When it came to identifying the actual objective of the application, the task was easy for Myers.

“The inspiration for this game was to prevent people from being bored because this is a tapping game,” Myers said. “So, when I’m bored, I would just tap it.”

This novel idea has translated into real success—nearly 200 users have downloaded his app. One online reviewer even went as far as to say “This game helped me through the hardest point in my life…it gave me something to live for.” The app has garnered a 4-1/2 out of 5 star rating.

However, those who have downloaded his app are not the only ones who have become familiar with his coding prowess. Myers is the founder and president of Coding Club, where he teaches workshops about how to use the coding language Processing.js, a subclass of JavaScript.

“One of my inner passions is to teach people and help,” Myers said. “Coding Club is just a fun way to learn to code, and it’s lightweight content because it is an important skill, especially with the future.”

The first of its kind at Dreyfoos, Myers’ Coding Club has already made an impact on other students.

“I thought it would be really fun to join [Coding Club] and possibly learn something new,” theatre sophomore Demi Master said. “Before I started the club, I had absolutely no idea what coding was or how it worked, but now I understand and could actually code my own game.”

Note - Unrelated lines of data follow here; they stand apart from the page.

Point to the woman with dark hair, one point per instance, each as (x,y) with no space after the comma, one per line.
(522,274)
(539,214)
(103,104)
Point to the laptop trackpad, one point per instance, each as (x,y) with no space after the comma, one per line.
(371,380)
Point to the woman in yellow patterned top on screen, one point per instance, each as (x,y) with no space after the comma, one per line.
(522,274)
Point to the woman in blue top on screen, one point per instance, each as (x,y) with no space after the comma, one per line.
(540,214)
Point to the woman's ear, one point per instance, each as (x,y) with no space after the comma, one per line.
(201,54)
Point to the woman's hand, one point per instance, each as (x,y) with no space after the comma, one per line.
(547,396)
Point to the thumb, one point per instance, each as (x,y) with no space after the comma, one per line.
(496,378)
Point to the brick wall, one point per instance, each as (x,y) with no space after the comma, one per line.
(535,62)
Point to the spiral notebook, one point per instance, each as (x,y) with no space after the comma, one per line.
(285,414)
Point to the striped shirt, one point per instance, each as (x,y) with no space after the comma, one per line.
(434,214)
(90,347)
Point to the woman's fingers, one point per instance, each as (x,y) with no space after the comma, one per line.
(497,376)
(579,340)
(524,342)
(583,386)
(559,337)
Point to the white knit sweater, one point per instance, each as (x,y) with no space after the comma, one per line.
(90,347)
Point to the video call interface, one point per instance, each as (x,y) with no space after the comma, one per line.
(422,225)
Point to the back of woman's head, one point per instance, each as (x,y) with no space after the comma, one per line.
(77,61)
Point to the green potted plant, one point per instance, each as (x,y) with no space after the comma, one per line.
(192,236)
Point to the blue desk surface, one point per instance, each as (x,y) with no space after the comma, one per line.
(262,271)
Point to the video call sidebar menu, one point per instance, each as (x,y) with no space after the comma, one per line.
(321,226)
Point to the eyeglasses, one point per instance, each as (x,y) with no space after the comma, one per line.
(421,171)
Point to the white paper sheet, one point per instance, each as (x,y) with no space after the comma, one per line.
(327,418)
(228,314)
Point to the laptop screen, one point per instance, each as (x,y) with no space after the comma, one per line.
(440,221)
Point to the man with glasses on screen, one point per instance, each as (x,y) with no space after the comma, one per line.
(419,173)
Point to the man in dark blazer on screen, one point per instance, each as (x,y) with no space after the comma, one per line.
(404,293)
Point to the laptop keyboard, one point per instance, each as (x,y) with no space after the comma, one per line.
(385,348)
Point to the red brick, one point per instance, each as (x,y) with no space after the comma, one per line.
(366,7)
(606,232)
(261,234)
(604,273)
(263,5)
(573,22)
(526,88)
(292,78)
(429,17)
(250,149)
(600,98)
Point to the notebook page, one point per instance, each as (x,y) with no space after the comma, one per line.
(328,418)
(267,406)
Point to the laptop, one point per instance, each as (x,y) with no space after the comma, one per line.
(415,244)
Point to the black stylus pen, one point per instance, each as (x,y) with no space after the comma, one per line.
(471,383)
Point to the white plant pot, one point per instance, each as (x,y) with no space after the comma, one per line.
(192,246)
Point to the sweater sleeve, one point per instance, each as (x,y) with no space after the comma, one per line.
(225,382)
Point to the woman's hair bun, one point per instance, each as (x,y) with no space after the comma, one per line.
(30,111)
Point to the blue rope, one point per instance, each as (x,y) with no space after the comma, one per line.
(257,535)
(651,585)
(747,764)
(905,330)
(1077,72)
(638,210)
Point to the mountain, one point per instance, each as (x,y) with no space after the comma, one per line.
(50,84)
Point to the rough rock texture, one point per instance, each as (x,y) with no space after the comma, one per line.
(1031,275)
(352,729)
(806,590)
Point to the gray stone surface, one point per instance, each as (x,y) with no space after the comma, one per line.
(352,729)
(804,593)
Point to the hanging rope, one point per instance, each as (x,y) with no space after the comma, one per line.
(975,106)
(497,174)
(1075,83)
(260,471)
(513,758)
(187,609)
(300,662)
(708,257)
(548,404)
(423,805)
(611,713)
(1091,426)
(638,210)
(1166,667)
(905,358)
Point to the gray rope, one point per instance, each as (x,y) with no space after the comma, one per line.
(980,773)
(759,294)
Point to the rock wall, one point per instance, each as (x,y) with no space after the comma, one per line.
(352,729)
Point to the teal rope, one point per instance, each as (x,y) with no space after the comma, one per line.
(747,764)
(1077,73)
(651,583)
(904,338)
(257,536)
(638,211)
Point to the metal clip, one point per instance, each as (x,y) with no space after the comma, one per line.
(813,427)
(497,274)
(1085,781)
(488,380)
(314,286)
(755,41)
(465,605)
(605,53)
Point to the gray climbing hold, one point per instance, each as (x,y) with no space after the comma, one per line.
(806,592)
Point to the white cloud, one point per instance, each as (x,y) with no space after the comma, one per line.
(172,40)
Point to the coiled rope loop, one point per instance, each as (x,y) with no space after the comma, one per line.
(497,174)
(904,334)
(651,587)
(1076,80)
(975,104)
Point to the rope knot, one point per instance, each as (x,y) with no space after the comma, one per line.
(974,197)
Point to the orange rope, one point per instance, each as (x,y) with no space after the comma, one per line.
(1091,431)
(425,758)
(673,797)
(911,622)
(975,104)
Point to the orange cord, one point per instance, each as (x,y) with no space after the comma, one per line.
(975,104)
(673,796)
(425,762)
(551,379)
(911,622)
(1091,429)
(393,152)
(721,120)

Outside of his club, Myers uses YouTube as a platform to share his passion for music with others.

“I made a YouTube channel because people can see my work,” Myers said. “It obviously doesn’t get a lot of attention, but I know if I ever wanted to show someone, it’s right there if I want to.”

The songs published on his GrooveAudio channel include covers of popular music along with his own creations. His experience with producing music shares a similar backstory to that of coding.

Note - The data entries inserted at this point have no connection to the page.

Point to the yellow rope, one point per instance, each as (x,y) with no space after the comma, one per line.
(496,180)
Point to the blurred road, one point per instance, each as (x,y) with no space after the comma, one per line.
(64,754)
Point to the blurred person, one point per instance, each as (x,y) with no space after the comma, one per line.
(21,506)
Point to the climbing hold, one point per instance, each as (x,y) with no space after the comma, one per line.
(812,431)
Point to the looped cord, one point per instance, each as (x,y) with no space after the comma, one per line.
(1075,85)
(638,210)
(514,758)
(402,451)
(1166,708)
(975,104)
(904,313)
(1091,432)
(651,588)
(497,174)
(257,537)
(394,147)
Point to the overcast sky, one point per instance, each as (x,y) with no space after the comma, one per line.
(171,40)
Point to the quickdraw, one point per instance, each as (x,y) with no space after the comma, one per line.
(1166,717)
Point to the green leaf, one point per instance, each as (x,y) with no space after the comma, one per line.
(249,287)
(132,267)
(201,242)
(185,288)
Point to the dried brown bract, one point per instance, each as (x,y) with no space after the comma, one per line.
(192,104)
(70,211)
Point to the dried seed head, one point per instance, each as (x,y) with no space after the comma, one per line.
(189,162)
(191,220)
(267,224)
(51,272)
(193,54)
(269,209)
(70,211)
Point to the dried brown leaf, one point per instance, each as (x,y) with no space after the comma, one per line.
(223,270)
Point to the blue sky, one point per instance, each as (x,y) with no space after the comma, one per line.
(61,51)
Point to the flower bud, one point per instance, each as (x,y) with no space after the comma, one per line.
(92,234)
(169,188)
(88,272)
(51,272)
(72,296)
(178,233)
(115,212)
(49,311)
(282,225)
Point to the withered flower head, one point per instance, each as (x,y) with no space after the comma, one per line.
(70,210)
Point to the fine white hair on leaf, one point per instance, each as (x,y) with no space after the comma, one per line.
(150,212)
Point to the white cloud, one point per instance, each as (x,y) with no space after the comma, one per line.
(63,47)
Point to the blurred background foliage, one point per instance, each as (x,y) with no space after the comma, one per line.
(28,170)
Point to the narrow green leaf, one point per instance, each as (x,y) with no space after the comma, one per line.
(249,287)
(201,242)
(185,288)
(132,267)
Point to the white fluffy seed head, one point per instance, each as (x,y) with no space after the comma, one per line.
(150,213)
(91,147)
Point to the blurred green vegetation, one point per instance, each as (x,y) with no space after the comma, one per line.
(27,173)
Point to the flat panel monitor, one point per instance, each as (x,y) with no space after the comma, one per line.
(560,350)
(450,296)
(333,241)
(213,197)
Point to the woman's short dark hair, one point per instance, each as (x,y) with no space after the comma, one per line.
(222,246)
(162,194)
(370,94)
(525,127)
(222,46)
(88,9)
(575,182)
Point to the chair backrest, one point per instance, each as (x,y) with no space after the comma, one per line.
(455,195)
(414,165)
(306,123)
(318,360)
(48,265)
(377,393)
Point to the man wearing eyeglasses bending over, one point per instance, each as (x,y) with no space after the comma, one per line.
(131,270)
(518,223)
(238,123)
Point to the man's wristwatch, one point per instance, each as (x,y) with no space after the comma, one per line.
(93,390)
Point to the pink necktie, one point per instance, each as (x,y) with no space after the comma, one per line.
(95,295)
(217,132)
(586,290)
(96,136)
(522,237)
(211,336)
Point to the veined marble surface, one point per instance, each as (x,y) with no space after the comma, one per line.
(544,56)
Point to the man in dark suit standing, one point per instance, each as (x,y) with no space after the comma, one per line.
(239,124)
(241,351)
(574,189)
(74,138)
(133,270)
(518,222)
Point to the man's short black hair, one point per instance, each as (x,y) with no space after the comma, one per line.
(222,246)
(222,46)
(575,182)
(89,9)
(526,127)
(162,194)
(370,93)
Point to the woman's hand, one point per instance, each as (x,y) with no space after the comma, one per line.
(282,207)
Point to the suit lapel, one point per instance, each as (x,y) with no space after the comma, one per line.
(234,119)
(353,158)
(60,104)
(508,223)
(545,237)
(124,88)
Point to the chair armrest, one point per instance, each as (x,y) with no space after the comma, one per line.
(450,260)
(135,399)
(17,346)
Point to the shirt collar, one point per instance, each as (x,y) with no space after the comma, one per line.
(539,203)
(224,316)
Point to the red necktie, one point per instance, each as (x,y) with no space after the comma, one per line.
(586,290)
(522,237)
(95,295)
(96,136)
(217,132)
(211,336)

“I started with GarageBand when I was in middle school, and I got really proficient at that,” Myers said. “Then I upgraded my tech and I got better at it.”

He uses equipment like a launchpad to create beats and rhythms. For Myers, the work he does is rewarding. From his coding feats to musical triumphs, it all comes down to a simple mantra.

“I really like creating things that other people can see,” Myers said. “As long as you want to do it, and you have the motivation, it’s definitely possible.”